WASHINGTON — After hours of partisan warfare and delay, the House easily approved a new version of legislation to expand the State Children’s Health Insurance Program on Thursday, but the vote failed to get any more Republicans to override another promised veto from President Bush.
The 265-to-142 tally included 43 Republicans, two fewer than the version that passed Sept. 25. Democratic leaders made some changes to answer Republican criticism, tightening rules to exclude illegal immigrants from the program, adding incentives for states to drop families earning more than 300 percent of the poverty line and driving adults from the program faster.
But Republican leaders rallied their wavering troops around a new issue: whether the vote should have taken place when much of Southern California was on fire and nine House members were touring the disaster zone. House Speaker Nancy Pelosi, D-Calif., insisted she had no choice but to move forward and give the Senate a chance to send the measure to Bush next week.
“If Republicans believe in SCHIP as they say they do … then they won’t be looking for an excuse to vote against the bill,” Pelosi said, infuriating even her closest Republican allies on the issue.
“Everything from baptisms to bar mitzvahs, we’ve put off votes for here. But they won’t do it for the people of California,” said Rep. Ray LaHood, R-Ill.
An analysis by the nonpartisan Congressional Budget Office showed the new version of the children’s health-insurance bill did have some substantive changes that Republicans had demanded. Under both versions, the combined average monthly enrollment in SCHIP and Medicaid would be about 34.1 million people, according to the CBO. But there is a shift toward serving poorer children, a key Republican demand. In the new bill, Medicaid enrollment alone would be about 400,000 people higher than under the vetoed bill, while SCHIP enrollment would be about that much lower, according to CBO documents.

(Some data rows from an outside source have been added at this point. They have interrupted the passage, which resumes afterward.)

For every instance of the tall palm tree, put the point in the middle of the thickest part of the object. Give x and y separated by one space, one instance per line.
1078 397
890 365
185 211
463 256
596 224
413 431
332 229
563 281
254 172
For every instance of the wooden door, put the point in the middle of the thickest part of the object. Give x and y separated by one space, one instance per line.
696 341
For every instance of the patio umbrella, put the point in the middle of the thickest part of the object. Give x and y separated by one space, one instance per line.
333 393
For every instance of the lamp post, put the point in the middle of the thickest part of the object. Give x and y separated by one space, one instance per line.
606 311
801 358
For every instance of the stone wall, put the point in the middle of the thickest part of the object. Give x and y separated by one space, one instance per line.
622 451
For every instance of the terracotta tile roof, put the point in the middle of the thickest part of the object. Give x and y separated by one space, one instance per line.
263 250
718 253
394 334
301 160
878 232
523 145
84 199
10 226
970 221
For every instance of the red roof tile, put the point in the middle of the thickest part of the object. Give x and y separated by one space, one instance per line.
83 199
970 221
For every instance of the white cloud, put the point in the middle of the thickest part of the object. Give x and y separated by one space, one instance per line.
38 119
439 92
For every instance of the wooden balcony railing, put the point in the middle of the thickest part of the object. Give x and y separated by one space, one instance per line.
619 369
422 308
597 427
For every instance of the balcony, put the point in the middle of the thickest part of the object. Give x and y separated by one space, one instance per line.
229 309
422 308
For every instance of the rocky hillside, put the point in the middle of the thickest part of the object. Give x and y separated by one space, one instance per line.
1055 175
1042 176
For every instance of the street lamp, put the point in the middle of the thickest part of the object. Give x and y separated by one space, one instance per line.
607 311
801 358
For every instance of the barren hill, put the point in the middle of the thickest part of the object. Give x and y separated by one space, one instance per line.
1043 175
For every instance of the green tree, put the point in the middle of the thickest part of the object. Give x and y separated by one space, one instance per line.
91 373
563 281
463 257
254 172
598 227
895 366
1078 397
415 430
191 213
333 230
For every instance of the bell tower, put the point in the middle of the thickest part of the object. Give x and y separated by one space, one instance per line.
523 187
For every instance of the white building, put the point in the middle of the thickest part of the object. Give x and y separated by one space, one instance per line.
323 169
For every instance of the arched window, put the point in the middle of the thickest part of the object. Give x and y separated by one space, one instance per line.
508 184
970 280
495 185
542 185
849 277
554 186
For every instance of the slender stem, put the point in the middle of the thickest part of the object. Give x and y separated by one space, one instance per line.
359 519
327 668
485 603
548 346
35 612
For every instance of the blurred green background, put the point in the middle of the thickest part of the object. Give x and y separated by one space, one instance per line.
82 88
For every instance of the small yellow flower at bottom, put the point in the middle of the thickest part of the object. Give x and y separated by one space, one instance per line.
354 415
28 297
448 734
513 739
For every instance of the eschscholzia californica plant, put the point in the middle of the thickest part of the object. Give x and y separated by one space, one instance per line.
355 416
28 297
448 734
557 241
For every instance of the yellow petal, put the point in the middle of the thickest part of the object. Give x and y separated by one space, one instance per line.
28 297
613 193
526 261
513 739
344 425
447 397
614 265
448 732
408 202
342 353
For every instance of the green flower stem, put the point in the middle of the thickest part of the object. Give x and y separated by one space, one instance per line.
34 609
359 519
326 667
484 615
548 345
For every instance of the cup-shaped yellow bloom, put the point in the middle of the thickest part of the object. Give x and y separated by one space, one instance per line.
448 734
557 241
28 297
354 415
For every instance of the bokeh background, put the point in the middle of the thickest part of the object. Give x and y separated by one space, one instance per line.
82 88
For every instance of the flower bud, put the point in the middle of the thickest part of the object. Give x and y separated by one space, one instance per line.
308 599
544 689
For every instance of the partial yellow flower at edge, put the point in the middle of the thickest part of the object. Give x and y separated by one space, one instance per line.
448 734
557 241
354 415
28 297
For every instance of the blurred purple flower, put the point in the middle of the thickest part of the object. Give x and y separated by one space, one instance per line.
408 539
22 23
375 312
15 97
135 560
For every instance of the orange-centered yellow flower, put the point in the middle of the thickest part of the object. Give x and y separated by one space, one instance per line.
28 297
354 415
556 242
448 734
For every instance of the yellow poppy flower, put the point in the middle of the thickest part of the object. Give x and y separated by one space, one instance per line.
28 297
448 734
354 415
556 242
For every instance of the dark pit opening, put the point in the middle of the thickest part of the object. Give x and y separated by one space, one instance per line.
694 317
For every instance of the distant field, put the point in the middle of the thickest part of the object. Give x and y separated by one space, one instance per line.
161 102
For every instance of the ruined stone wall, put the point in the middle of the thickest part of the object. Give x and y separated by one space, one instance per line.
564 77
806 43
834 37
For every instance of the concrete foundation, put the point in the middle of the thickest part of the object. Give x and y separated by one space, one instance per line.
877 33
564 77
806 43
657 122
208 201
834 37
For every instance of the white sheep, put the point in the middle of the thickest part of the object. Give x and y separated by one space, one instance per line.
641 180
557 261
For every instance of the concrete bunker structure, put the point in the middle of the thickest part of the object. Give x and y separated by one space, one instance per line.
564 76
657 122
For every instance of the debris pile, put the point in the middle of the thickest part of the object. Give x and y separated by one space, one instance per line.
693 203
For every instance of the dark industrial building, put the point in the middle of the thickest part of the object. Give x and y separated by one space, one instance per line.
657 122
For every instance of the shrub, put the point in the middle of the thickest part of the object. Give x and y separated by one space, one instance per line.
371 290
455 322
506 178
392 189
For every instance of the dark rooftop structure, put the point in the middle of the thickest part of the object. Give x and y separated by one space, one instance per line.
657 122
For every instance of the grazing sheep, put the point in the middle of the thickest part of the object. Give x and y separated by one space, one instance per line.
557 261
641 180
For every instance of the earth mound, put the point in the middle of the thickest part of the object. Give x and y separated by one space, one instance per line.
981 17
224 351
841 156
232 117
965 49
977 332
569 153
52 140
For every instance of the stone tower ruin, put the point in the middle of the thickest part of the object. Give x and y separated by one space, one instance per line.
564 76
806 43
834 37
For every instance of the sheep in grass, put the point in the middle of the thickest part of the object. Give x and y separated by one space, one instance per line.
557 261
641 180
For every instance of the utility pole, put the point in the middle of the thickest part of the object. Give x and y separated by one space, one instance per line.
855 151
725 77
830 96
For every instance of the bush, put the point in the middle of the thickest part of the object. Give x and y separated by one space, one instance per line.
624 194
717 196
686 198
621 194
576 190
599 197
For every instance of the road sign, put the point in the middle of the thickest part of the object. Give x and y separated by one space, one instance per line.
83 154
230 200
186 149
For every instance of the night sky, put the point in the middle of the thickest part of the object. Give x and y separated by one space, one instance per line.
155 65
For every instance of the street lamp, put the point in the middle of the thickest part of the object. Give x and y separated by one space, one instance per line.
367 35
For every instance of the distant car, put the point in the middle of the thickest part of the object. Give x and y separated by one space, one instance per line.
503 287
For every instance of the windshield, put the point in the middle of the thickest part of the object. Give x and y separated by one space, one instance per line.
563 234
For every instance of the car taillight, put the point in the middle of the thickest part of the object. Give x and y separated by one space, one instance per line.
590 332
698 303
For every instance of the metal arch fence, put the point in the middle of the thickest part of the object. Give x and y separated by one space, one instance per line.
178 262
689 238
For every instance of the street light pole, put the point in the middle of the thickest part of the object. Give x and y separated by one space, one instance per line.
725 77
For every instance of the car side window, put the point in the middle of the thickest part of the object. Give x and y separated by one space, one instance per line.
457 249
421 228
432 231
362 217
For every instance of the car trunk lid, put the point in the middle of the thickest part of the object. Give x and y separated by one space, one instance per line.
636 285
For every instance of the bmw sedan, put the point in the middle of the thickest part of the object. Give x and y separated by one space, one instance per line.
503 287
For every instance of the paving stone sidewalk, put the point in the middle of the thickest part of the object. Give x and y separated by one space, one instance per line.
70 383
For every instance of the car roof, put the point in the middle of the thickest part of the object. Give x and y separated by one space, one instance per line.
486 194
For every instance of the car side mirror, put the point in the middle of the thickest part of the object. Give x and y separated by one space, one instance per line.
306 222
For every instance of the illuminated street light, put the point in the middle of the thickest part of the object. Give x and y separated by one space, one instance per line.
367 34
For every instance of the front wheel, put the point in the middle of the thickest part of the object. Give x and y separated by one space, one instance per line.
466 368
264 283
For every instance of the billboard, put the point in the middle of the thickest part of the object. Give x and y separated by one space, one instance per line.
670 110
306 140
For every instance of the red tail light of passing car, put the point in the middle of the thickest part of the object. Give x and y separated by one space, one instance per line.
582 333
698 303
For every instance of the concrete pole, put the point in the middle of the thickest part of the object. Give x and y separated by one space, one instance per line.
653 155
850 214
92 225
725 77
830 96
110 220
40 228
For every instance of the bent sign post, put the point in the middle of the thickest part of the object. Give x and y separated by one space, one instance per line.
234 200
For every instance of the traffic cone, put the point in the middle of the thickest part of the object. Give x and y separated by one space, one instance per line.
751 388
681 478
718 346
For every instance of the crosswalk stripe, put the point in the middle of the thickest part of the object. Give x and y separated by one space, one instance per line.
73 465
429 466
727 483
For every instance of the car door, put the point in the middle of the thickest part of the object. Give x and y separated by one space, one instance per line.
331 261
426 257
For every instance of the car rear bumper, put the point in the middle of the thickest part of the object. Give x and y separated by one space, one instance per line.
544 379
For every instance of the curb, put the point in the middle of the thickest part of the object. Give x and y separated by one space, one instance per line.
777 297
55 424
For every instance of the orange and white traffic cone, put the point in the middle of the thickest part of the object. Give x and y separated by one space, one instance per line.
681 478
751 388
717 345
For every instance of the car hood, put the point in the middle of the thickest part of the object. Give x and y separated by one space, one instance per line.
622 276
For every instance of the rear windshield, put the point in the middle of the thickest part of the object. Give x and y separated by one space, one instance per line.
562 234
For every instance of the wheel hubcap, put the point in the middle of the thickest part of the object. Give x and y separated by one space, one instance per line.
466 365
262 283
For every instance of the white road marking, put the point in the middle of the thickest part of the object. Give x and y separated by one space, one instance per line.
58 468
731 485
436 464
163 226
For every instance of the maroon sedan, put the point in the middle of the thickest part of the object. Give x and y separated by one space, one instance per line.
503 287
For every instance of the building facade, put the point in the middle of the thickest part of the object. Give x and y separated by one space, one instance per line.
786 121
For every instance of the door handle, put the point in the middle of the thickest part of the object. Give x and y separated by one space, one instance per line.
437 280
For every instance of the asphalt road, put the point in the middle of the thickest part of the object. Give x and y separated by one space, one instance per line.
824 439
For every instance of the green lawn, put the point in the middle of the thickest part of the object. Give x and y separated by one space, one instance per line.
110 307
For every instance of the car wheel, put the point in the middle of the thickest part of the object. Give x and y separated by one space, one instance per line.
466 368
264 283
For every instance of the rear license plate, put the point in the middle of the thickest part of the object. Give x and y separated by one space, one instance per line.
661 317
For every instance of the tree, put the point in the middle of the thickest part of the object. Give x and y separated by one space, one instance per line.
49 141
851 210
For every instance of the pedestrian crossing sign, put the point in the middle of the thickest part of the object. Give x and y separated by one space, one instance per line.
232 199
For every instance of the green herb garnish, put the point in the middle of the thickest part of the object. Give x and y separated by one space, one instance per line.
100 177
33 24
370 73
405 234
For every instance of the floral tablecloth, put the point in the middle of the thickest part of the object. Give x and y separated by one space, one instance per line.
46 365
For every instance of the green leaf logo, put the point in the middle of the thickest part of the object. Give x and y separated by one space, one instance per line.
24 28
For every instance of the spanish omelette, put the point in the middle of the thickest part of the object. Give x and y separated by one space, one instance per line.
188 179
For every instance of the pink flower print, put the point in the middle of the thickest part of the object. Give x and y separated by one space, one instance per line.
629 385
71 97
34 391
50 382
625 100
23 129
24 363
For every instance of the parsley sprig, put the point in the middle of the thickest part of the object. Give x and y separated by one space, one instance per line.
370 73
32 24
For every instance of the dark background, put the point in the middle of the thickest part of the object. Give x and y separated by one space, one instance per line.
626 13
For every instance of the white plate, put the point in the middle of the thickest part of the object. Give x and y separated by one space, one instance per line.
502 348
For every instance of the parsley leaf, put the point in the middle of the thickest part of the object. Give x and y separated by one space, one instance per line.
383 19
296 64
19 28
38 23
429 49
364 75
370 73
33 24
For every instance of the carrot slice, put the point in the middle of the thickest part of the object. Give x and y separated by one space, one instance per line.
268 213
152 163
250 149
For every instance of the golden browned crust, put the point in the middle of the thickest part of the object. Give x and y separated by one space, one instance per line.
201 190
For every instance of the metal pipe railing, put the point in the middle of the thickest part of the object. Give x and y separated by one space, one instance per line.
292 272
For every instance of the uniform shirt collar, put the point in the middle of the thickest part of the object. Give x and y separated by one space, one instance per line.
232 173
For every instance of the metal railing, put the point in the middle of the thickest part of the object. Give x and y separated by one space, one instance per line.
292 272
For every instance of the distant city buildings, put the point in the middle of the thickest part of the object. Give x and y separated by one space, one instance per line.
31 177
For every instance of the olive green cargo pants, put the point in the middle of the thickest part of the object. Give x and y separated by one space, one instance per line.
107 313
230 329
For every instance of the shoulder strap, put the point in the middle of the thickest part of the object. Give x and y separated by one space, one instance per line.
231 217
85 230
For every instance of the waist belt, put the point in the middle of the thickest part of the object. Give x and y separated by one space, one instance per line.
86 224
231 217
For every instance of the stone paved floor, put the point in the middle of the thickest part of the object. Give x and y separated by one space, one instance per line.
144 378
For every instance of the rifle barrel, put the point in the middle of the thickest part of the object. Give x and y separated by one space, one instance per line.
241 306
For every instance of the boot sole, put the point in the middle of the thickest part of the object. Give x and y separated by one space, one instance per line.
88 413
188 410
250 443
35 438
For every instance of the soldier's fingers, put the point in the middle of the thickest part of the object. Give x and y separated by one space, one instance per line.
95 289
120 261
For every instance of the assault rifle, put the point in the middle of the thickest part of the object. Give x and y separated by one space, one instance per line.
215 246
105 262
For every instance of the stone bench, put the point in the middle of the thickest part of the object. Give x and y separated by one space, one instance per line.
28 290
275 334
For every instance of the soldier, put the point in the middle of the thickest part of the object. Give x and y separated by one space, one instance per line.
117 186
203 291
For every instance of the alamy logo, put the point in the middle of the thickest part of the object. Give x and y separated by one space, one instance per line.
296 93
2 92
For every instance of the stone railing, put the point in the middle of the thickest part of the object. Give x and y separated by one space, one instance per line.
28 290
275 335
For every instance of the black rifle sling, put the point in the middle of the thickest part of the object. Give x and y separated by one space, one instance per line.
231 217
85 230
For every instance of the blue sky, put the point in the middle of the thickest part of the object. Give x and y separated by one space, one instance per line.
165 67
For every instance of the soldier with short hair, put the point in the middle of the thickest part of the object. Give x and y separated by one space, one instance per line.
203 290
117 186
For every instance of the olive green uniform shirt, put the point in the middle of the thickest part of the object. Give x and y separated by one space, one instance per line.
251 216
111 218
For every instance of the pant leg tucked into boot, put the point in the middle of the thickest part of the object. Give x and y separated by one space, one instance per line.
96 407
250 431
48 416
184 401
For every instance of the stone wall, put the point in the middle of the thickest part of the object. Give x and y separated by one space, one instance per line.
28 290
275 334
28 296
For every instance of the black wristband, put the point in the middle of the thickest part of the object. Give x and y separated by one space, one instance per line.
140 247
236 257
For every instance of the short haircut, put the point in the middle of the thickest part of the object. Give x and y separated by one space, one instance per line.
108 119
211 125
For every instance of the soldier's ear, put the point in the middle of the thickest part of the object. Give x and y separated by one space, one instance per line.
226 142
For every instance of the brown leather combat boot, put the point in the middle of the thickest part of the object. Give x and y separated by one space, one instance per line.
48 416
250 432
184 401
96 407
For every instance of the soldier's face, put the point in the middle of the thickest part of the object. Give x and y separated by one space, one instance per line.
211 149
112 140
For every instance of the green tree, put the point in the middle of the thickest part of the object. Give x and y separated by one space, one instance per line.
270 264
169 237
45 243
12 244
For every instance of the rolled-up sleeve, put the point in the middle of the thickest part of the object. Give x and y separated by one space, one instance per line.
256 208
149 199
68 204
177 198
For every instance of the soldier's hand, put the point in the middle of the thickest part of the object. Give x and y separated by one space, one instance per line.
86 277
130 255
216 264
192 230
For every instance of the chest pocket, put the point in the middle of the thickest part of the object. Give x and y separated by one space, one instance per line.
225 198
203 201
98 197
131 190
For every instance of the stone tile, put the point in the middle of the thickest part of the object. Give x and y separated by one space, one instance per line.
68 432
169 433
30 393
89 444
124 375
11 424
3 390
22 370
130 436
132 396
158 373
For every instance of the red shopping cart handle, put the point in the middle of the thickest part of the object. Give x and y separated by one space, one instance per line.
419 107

Almost half of the 3.9 million uninsured children projected to gain coverage under the revised bill would be covered under Medicaid, of whom about 80 percent live below the poverty level, said Genevieve Kenney, an Urban Institute health economist.
Republican supporters of the insurance bill feared the day’s events had so poisoned the atmosphere that they would never persuade the dozen or so Republicans they need to override a Bush veto.
Republicans accused the Democrats of calling the quick vote just so a new round of political ads could blast swing-district Republicans over the weekend.